Tabora mentioned that the inverter technology brings many benefits, not the least is a sort-of self-synchronization. 
But for the homeowner it would be very difficult and impractical to do phase shifting. 
One time, a technician in Watertown forced two small Solar turbines together. My work associate and I spent the next two weeks of shift work R&R'ing a new shear coupling 😕 
At least the couplings worked as advertised 😐


----------



## ToolLover (Jan 13, 2020)

Melson said:


> ToolLover, you're right, out-of-phase doesn't work. syncing is easy, typically is accomplished at the point of power production.
> Tabora mentioned that the inverter technology brings many benefits, not the least is a sort-of self-synchronization.
> But for the homeowner it would be very difficult and impractical to do phase shifting.
> One time, a technician in Watertown forced two small Solar turbines together.

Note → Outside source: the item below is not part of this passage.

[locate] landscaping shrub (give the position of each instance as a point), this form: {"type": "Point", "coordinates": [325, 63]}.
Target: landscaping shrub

My work associate and I spent the next two weeks of shift work R&R'ing a new shear coupling 😕
> At least the couplings worked as advertised 😐


I was thinking paralleling two old style generators and I just could not figure how that could be done.
New technology! 
Out of my years of experience for sure.
I will just upgrade the generator size and let the young folks parallel.
Makes no sense to do that.


----------



## Osviur (Sep 7, 2015)

Hi ToolLover,

This method is more than one hundred years old and was used to sync very big generators, it may be used for single phase too.






Regards.


----------



## ToolLover (Jan 13, 2020)

Well Osivur, My old ears would ask for a better explanation of the proceedure to make it understandable in plain english.
On second thought, forget it, as I do not need to sync two generators.
I am just thinking out loud to begin with.
But thanks anyway!
And I am also thinking the old guys 100 years ago were definitely more ingenious than we of today are.:tango_face_surprise


----------



## Osviur (Sep 7, 2015)

OK ToolLover, anyway, nice to hear from you.
Best regards.


----------



## iowagold (Jan 22, 2020)

yup it is best to stick with a late model inverter gen from honda to parallel.
and it is best to stick with the same model.
there has been some issues with mixing models on the honda inverter gens.
so 2200i with 2200i
2000i with same year of 2000i
etc.
I have had luck with my quad system.
4 of the 2000i
or 4 of the 2200i
gens and a big note: only all of the gens are the same year.
I have pix at poust usa
as well as parts lists to build your own.

the honda eu series inverter generators take all the headache out of parallel system. 

now there is a way to do it with "grid tie" systems they use that with multi source generation like on the wind turbine and solar systems. but it takes special inverters to do that!


----------